Dil üzerine çalışmalar yapan kurumların 'yılın kelimesi' geleneği, yaşadığımız yılı yeniden düşünmemizi sağlıyor.
Bu geleneğe geçen yıl Türk Dil Kurumu da katılmış, Ankara Üniversitesi İletişim Araştırmaları ve Uygulama Merkezi iş birliğiyle 'Yılın Kelimesi/Kavramı' seçmeye balamıştı.
TDK'nın diğerlerinden farkı, seçimi halk oylamasıyla yapması. Bu yılın oylaması tdk.gov.tr sitesi üzerinden geçen hafta başladı.
Geçen yıl seçilen kavram, 'kalabalık yalnızlık'tı.
Bu kavram, sadece bir yılı değil, artan şehirleşme, iletişim teknolojilerinin gelişmesi ve internet/sosyal medya 'takipçiliği' gibi 'sanal kalabalık'ların hayatımızı etkilediği uzunca bir dönemi anlatıyor.
***Bu yılın kelimelerine de internet/sosyal medya damgasını vuracak gibi.
Oxford İngilizce Sözlüğü'nü yayınlayan Oxford University Press bu yılın kelimesini 'Rage bait' olarak belirledi.
'Öfke' ve 'yem' kelimelerinden türetilen bu kavram, "hiçbir yere varmayan, sadece öfkeyi ve saldırganlığı kışkırtmak için yapılan paylaşımlar" anlamına geliyor.
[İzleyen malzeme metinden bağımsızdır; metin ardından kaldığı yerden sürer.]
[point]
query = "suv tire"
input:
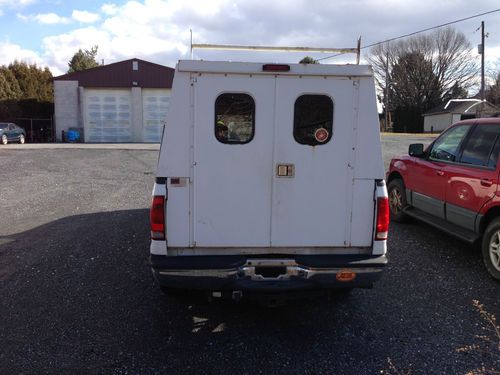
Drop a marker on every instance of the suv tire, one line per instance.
(397, 200)
(491, 248)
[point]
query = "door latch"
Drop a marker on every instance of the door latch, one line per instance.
(285, 170)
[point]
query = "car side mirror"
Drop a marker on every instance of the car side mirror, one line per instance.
(416, 149)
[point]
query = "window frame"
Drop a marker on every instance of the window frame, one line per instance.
(465, 141)
(216, 120)
(330, 135)
(459, 148)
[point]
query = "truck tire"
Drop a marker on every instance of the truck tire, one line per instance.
(491, 248)
(397, 200)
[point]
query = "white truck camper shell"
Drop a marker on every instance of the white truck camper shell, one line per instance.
(269, 178)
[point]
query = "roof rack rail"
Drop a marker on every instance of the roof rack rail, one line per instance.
(356, 50)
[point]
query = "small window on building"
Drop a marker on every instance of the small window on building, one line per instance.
(234, 118)
(479, 145)
(313, 120)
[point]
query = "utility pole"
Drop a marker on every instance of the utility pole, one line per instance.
(386, 125)
(482, 61)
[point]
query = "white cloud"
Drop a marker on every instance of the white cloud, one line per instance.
(83, 16)
(59, 49)
(109, 9)
(158, 30)
(50, 19)
(16, 3)
(10, 52)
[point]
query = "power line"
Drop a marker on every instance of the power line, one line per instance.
(417, 32)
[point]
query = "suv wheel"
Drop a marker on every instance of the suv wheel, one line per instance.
(397, 200)
(491, 248)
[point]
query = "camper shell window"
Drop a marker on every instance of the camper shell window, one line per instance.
(234, 118)
(313, 119)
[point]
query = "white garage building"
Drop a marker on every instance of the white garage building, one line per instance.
(122, 102)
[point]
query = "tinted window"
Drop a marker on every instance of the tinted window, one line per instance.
(446, 147)
(313, 119)
(477, 150)
(234, 118)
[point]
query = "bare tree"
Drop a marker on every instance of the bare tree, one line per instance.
(493, 91)
(442, 63)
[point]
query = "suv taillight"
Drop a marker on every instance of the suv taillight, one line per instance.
(382, 219)
(157, 217)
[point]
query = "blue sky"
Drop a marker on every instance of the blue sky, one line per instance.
(49, 32)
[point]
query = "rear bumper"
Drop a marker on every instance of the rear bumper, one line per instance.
(266, 274)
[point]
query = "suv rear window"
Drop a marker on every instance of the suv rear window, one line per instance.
(234, 118)
(479, 144)
(313, 119)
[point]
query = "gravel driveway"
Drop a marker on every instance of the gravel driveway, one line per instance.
(77, 295)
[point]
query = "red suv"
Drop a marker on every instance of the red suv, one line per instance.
(453, 185)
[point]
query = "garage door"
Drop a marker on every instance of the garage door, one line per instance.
(155, 104)
(108, 116)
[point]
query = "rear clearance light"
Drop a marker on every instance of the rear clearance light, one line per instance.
(157, 218)
(276, 68)
(382, 219)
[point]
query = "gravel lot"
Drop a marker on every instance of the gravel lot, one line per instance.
(77, 295)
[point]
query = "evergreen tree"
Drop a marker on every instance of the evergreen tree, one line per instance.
(83, 60)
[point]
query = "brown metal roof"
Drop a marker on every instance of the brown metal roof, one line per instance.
(122, 74)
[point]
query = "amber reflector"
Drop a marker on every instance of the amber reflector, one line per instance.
(346, 275)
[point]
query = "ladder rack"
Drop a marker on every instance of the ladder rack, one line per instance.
(356, 50)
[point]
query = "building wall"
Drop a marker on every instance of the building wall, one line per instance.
(66, 107)
(75, 106)
(438, 122)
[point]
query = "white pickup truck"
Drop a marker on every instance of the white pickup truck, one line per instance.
(269, 179)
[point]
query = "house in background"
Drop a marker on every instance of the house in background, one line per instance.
(122, 102)
(440, 117)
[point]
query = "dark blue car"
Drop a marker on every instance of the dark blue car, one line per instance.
(10, 132)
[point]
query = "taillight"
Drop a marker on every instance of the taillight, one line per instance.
(157, 217)
(382, 219)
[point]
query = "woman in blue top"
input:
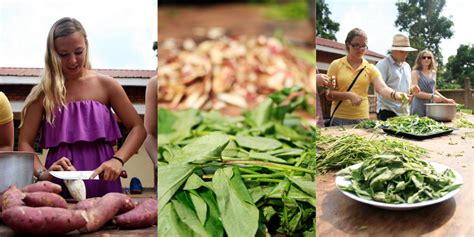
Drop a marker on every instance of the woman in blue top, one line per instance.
(424, 76)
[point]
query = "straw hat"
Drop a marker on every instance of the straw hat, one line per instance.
(401, 43)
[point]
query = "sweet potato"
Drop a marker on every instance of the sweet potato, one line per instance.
(86, 204)
(44, 220)
(90, 202)
(104, 210)
(42, 186)
(144, 215)
(44, 199)
(12, 197)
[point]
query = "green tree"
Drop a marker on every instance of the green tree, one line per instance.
(461, 65)
(326, 28)
(426, 27)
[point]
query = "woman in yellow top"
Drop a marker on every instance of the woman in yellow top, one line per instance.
(6, 124)
(354, 107)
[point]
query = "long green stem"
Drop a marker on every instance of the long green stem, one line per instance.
(268, 165)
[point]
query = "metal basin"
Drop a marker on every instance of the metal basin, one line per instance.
(441, 111)
(16, 168)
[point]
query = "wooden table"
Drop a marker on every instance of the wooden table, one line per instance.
(338, 215)
(108, 230)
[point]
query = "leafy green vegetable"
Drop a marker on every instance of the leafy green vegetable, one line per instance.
(235, 202)
(414, 125)
(397, 179)
(255, 170)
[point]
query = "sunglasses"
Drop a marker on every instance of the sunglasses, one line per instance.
(356, 46)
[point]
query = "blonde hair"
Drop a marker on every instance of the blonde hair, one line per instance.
(418, 66)
(51, 85)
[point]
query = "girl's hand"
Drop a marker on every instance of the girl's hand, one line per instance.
(322, 80)
(451, 101)
(414, 89)
(356, 100)
(403, 97)
(437, 99)
(109, 170)
(63, 164)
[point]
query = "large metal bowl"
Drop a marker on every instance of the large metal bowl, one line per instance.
(16, 168)
(441, 111)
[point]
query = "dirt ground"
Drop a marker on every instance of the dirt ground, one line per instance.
(236, 18)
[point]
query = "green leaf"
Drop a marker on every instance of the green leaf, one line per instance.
(260, 115)
(203, 149)
(213, 222)
(170, 179)
(185, 211)
(258, 143)
(235, 204)
(266, 157)
(195, 182)
(199, 206)
(309, 187)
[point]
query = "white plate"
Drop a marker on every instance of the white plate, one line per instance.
(341, 181)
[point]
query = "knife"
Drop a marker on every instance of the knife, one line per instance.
(68, 175)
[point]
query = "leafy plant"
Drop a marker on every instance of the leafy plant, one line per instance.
(218, 174)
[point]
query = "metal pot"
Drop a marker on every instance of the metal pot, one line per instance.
(441, 111)
(16, 168)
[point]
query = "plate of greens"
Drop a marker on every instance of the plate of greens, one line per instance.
(415, 127)
(398, 183)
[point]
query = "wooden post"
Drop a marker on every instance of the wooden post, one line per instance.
(468, 103)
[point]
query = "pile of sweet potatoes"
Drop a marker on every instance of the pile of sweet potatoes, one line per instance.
(38, 209)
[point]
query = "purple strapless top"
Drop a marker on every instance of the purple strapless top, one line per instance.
(84, 132)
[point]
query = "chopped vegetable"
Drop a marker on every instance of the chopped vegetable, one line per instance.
(397, 179)
(414, 125)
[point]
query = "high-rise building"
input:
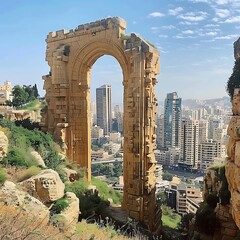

Bu kavram, daha önce 'tıklama' için yapılan kışkırtıcı paylaşımların, artık 'tıklayanın duygularını ve davranışlarını etki altına almak' için yapılmaya başlandığına da işaret ediyor.
Oxford'un 2024 kelimesi, 'önemsiz içeriklerin aşırı tüketiminin kişinin zihinsel ve entelektüel durumunu bozması' anlamında kullanılan 'brainrot/beyin çürümesi'ydi.
'Çürütülmüş' beyinlerin, artık 'yönlendirilmesi ve saldırganlaştırılması' aşaması başlamış gibi görünüyor.
***Meşguliyetlerimiz ruh halimizi, ruh halimiz de meşguliyetlerimizi belirliyor.
İnternet üzerinde site veya sosyal medyada giderek daha fazla maruz kaldığımız boş içeriklerle ne kadar meşgul olursak, zihnimiz o kadar tükeniyor ve tam orada kasıtlı yönlendirici içeriklere maruz kalıyoruz.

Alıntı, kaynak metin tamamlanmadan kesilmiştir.